Phil talked most about the process for the design competition. Submissions from the five finalists are due on January 21, 2011, and are to contain display material, a five-minute video, and written content. Each finalist must also make a case for why they should be chosen. Here are the updated dates:
- January 21, 2011: Submissions from finalists due.
- January 24/25, 2011: Submissions should be available to the public online.
- January 28 – February 6, 2011: Submissions will be on display at City Hall (and other locations).
- February 8-10, 2011: Selection Committee will review the submissions and interview each team.
- March 2011: Recommendation from Selection Committee will go to City Council.
- April/May 2011: Winning submission selected and contract negotiations begin.
The winning submission will then undergo a 15 month “master plan process” which will include extensive public involvement. After that process is complete, the City will have more reliable numbers for both number of residents and potential tax revenue from the redevelopment. Tenders for construction of the first phase of the project could go out as early as the summer of 2013, with utility work beginning around the same time.
There’s an update on the environmental analysis in the report:
The Phase II Environmental Site Assessment on the east portion of Edmonton City Centre Airport site identified three locations where there are contaminants above acceptable criteria. A risk management approach is being applied to these sites, which means no remediation is necessary until such time as the site is redeveloped.
There were lots of questions about the updated revenue estimates for the redevelopment. Here’s what the report says:
Based on current development practices, upon full build out, preliminary estimates suggest that the City Centre Redevelopment will generate annual tax revenues in excess of $20 million per year and generate net sales revenues in excess of $70 million.

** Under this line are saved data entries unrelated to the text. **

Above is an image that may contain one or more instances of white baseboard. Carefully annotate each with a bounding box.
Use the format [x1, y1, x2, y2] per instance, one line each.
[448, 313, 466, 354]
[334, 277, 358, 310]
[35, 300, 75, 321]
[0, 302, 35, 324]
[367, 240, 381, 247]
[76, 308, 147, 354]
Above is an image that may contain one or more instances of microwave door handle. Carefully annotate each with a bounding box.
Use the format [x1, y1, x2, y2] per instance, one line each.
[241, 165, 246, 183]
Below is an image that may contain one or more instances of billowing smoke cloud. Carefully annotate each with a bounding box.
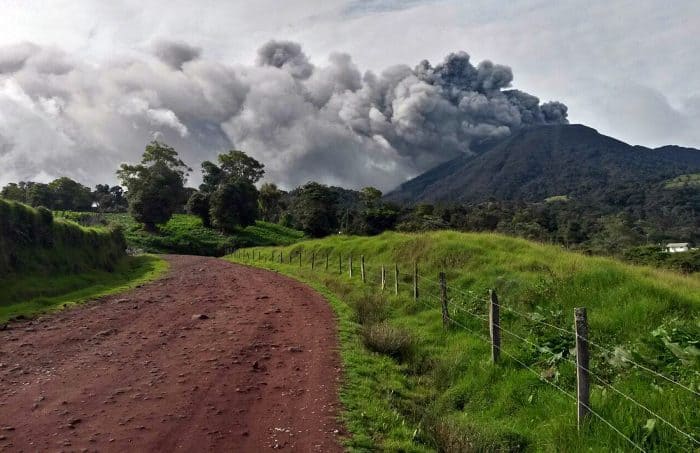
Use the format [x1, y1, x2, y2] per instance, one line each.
[0, 39, 567, 191]
[151, 39, 202, 70]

Phil stressed that we’ll have better information after the master plan process, and that the estimates are conservative and very approximate. He cited a change in parameters (notably the amount of land set aside for institutional use, and an increase in the amount of residential use and thus a decrease in the more lucrative commercial space) as contributing to any differences from previous estimates.
Here’s what Economic Impact Analysis (PDF) from June 2009 said:
The overall beneﬁt to the City of Edmonton resulting from redevelopment of the ECCA lands is estimated to total $93 million (2009 $ net present value over 35 years using a 10% discount rate). This beneﬁt is expected to range between $55 and $168 million when the discount rate applied to future costs and revenues is varied by ±3%.
You can find all the other relevant documents here. It’ll be interesting to see how these numbers change as we learn more, but right now, they don’t seem that far off from where we were at last year.
Phil said that the redevelopment is still a vitally important project for the City of Edmonton, one that will bring a number of benefits to Edmontonians. His team has not received anything from the finalists in the design competition just yet, but it sounds like they are hard at work. I look forward to seeing what they have come up with in January!
UPDATE: Here’s a PDF document that outlines the range of redevelopment opportunities as they were envisioned in 2009. The net revenues of the options range from $91 million to $486 million.
UPDATE2: Another update from the City, received this evening:
Previous estimates of City revenues ranging from $91M to $486M remain accurate. These are based on the City acting as developer in four possible redevelopment scenarios. The anticipated revenue from the sale of the land as reported in the update is $70M. This number is based on the City selling the land to a developer, rather than acting as the developer itself, as is intended. The option for the City to simply sell the land was not one of the previous four redevelopment scenarios, and should not have been included in the quarterly update report. It is not an option the City is considering.